O Ministério Público do Estado de São Paulo (MPSP) instaurou um Procedimento Administrativo de Acompanhamento (PAA) para apurar a oferta de ensino noturno nas escolas estaduais de Jundiaí e verificar se o acesso dos estudantes à modalidade está sendo garantido pela rede pública. A investigação foi instaurada em 20 de maio, em meio ao fechamento de classes de ensino noturno para alunos do 1º, 2º e 3º anos do ensino médio nos últimos anos.
Em 2025, manifestações mobilizaram as ruas de Jundiaí contra o encerramento das atividades da Escola Estadual Bispo Dom Gabriel Paulino Bueno Couto, uma das mais tradicionais da cidade, que completou 60 anos no mês passado.
A comunidade chegou a organizar um abaixo-assinado com mais de 2,5 mil assinaturas, mas a iniciativa não surtiu efeito. Na ocasião, a Secretaria da Educação do Estado justificou a medida, afirmando que a reorganização buscava otimizar a ocupação das salas de aula e manter as turmas em funcionamento. A pasta informou ainda que estudantes que necessitassem cursar o ensino noturno poderiam solicitar matrícula em escolas com essa oferta mediante comprovação de vínculo empregatício.
Para 2027, a Escola Estadual Diógenes Duarte Paes também poderá deixar de oferecer turmas de ensino médio no período noturno. A mudança preocupa famílias como a de Patrícia Paes, cuja família tem uma longa ligação com a unidade escolar.
Atualmente, seu filho Samuel, que cursaria o 3º ano do ensino médio no período noturno e tinha planos de ingressar no mercado de trabalho, não conseguirá conciliar os dois projetos com o encerramento das turmas noturnas. Segundo ela, ao procurar a escola e a Secretaria da Educação, recebeu a informação de que a decisão ocorreu devido à baixa procura por vagas no período noturno.
A dona de casa relata que o filho tinha interesse em ingressar no programa Jovem Aprendiz e estudar à noite. Ela também cita o caso de uma sobrinha que precisou deixar o emprego por não conseguir conciliar a rotina de trabalho com os estudos.
"Na terça-feira (2), meu filho teve apenas duas aulas porque não tinha professor. Dizem que não tem aluno para manter as salas, mas faltam professores", afirmou.
A Câmara Municipal de Jundiaí, por meio da co-vereadora Patrícia Torricelli do Cardume (PSOL), chegou a oficiar a Secretaria da Educação de São Paulo, em 2025, sobre a redução da oferta de ensino noturno na rede estadual. Segundo ela, o número de turmas vem diminuindo a cada ano. Em resposta à Câmara, a Diretoria de Ensino informou que, à época, 11 das 36 escolas estaduais de Jundiaí mantinham atendimento no período noturno.
Para Patrícia, o fechamento gradual das classes, justificado pela Diretoria de Ensino como uma reorganização da rede, acaba prejudicando alunos que precisam conciliar trabalho e estudos. Ela avalia ainda que a ampliação do modelo de ensino integral tem reduzido os espaços destinados ao período noturno, "desconsiderando a realidade de jovens que trabalham informalmente, fazem cursos, praticam esportes ou ajudam na renda familiar, o que pode contribuir para o aumento da evasão escolar", afirmou.
Segundo a portaria do MPSP, a investigação foi motivada pela informação de que apenas uma escola ofertava vagas para o 1º ano do ensino médio no período noturno, além da existência de ações judiciais em busca de vagas e de uma turma com 42 alunos, acima da capacidade prevista.

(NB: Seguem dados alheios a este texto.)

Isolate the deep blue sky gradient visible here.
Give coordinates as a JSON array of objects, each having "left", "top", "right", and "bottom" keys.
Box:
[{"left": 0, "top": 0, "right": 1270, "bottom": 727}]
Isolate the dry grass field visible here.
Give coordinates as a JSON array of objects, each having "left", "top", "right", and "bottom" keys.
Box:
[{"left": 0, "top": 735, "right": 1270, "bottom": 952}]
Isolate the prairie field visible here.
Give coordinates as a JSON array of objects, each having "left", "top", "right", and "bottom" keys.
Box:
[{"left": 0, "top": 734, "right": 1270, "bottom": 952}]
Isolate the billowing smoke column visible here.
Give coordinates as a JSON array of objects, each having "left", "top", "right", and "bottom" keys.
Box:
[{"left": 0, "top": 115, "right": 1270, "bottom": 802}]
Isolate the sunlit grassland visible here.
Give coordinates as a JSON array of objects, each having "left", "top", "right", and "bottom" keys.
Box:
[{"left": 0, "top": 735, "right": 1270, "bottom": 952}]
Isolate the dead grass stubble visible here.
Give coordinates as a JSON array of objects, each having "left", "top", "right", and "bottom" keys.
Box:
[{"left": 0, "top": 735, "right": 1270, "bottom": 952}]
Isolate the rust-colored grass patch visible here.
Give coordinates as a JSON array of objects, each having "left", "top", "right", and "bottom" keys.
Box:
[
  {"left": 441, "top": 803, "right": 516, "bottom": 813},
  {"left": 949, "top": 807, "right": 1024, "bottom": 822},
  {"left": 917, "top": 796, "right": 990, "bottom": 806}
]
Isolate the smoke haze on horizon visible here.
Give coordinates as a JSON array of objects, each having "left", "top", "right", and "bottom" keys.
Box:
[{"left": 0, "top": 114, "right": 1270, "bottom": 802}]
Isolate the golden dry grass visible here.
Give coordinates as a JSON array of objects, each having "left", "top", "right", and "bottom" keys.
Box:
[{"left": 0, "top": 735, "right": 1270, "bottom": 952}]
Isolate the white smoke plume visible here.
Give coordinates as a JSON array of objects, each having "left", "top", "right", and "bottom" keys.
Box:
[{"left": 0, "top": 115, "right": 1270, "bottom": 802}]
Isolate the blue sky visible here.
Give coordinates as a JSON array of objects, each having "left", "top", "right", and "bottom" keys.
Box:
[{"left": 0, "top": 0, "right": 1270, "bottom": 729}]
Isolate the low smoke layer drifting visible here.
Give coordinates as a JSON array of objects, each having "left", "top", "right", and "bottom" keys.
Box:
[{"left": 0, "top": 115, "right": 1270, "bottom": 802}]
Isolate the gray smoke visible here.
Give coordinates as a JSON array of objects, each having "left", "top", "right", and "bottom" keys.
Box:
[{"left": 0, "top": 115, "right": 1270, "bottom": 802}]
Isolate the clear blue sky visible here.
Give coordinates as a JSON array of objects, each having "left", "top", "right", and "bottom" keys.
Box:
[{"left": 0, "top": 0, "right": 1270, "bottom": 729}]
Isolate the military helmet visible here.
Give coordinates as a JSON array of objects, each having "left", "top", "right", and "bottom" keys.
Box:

Entre as informações requeridas à Diretoria Regional de Ensino pela promotora de Justiça Ana Beatriz Sampaio Silva Vieira estão o número de matrículas ativas no período noturno, a quantidade de pedidos de vagas não atendidos, incluindo transferências, a relação das unidades escolares que oferecem aulas à noite e dados sobre turmas acima da capacidade. Também foram solicitadas informações sobre escolas que deixaram de oferecer ensino noturno nos últimos quatro anos e eventuais estudos para ampliação da oferta de vagas. O prazo para resposta termina no fim deste mês.
O JJ questionou a Secretaria da Educação do Estado de São Paulo (Seduc-SP), que esclareceu em nota “que a abertura de classes considera a demanda efetiva por matrículas e a distribuição regional de vagas. Todo estudante que necessite cursar o período noturno tem atendimento assegurado na rede estadual, em unidade com disponibilidade próxima à sua residência, com prioridade para alunos que possuem vínculo empregatício. Atualmente, o município de Jundiaí conta com 11 escolas estaduais que oferecem ensino no período noturno. A Unidade Regional de Ensino (URE) de Jundiaí permanece à disposição da comunidade escolar para prestar os esclarecimentos necessários”.